Setor da defesa português destacado em encontro europeu em Cascais

O presidente da Associação Europeia de Indústrias Aeroespaciais e de Defesa destacou a força do setor português e o seu potencial de crescimento. Empresas como a OGMA e a Critical Software são apontadas como exemplos de capacidade tecnológica nacional.
Agência Lusa
Agência Lusa
30 abr. 2026, 14:20

O presidente da Associação Europeia de Indústrias Aeroespaciais e de Defesa (ASD) considera, em entrevista à Lusa, que Portugal tem indústrias de defesa fortes e diz esperar que o conflito que envolve o Irão seja resolvido muito rapidamente.

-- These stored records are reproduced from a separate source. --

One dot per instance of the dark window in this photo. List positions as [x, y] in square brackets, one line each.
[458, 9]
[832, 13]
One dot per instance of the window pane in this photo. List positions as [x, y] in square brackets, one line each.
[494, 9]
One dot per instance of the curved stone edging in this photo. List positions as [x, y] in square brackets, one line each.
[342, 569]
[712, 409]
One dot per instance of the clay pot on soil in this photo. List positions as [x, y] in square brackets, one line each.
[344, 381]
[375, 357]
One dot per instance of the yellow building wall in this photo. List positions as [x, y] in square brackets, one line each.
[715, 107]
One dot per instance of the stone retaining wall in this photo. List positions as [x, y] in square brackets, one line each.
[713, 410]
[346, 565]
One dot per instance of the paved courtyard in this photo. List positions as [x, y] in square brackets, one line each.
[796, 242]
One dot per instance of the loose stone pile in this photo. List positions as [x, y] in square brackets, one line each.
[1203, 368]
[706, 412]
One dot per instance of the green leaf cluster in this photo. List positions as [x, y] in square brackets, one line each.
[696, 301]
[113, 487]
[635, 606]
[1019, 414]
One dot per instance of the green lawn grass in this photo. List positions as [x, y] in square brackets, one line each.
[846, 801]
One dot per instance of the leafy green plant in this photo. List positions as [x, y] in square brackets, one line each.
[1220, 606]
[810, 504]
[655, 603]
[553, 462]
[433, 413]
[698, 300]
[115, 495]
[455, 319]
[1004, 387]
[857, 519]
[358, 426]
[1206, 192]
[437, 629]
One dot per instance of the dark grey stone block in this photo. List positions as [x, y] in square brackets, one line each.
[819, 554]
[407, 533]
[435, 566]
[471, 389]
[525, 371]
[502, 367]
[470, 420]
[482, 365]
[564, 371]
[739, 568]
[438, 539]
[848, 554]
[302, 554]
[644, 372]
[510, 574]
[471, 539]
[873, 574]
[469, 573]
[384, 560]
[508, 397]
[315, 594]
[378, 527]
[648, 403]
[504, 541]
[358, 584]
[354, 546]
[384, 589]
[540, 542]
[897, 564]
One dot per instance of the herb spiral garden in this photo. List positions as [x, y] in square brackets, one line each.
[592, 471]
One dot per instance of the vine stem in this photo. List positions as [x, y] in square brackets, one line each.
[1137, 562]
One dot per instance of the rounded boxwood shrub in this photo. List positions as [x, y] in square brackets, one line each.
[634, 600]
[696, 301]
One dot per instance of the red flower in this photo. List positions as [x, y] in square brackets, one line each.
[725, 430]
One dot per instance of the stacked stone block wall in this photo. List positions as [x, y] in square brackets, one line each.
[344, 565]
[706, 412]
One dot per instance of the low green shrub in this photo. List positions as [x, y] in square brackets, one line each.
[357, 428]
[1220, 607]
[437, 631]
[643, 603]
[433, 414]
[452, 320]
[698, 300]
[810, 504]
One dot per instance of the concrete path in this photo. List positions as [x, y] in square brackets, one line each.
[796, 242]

Micael Johansson esteve em Cascais na terça-feira, a propósito da ASD Convention 2026, num encontro que reuniu os principais 'players' europeus do setor da Defesa, Segurança e Aeroespacial.

"Tem indústrias de defesa fortes", afirma o presidente da ASD - Aerospace and Defence Industries Association of Europe, quando questionado sobre o papel que Portugal pode ter no setor.

"Já estamos a colaborar com duas delas: a OGMA e a Critical Software e penso que podemos fazer mais, especialmente se houver mais colaborações entre a Suécia e Portugal nesta área", prossegue o responsável.

O responsável sublinha ainda que Portugal tem "uma associação forte e muitas exportações", pelo que o país tem capacidade de assumir um papel no setor.

"Claro, têm coisas a acrescentar e também tecnologia, e foi por isso que escolhemos a Critical Software, porque tem uma excelente tecnologia para apoiar o treino de pilotos", argumenta Micael Johansson.

Portanto, "se avançarmos para uma colaboração mais profunda em caças, potencialmente no futuro, quando o processo começar no país, isso significaria muito" sobre o nível de envolvimento com a indústria portuguesa.

Questionado sobre o impacto do fecho do estreito de Ormuz e do conflito com o Irão, Micael Johansson, que também é presidente executivo (CEO) da Saab, salienta que as companhias aéreas têm sofrido com isso, nomeadamente a abertura e fecho de rotas e a alta do preço dos combustíveis.

"Depois há a questão de alguns materiais de que precisamos da região [do Médio Oriente] que também nos estão a afetar a longo prazo", bem como também o transporte de coisas que "normalmente passam pelo estreito" de Ormuz, aponta.

"É preciso garantir que mantemos as linhas abertas em torno de tudo isto", toda esta situação "cria interrupções", o que "não é bom para a logística", lamenta.

Portanto, "tem efeitos negativos" para o setor da aviação, mas "espero que isto seja resolvido muito rapidamente", remata.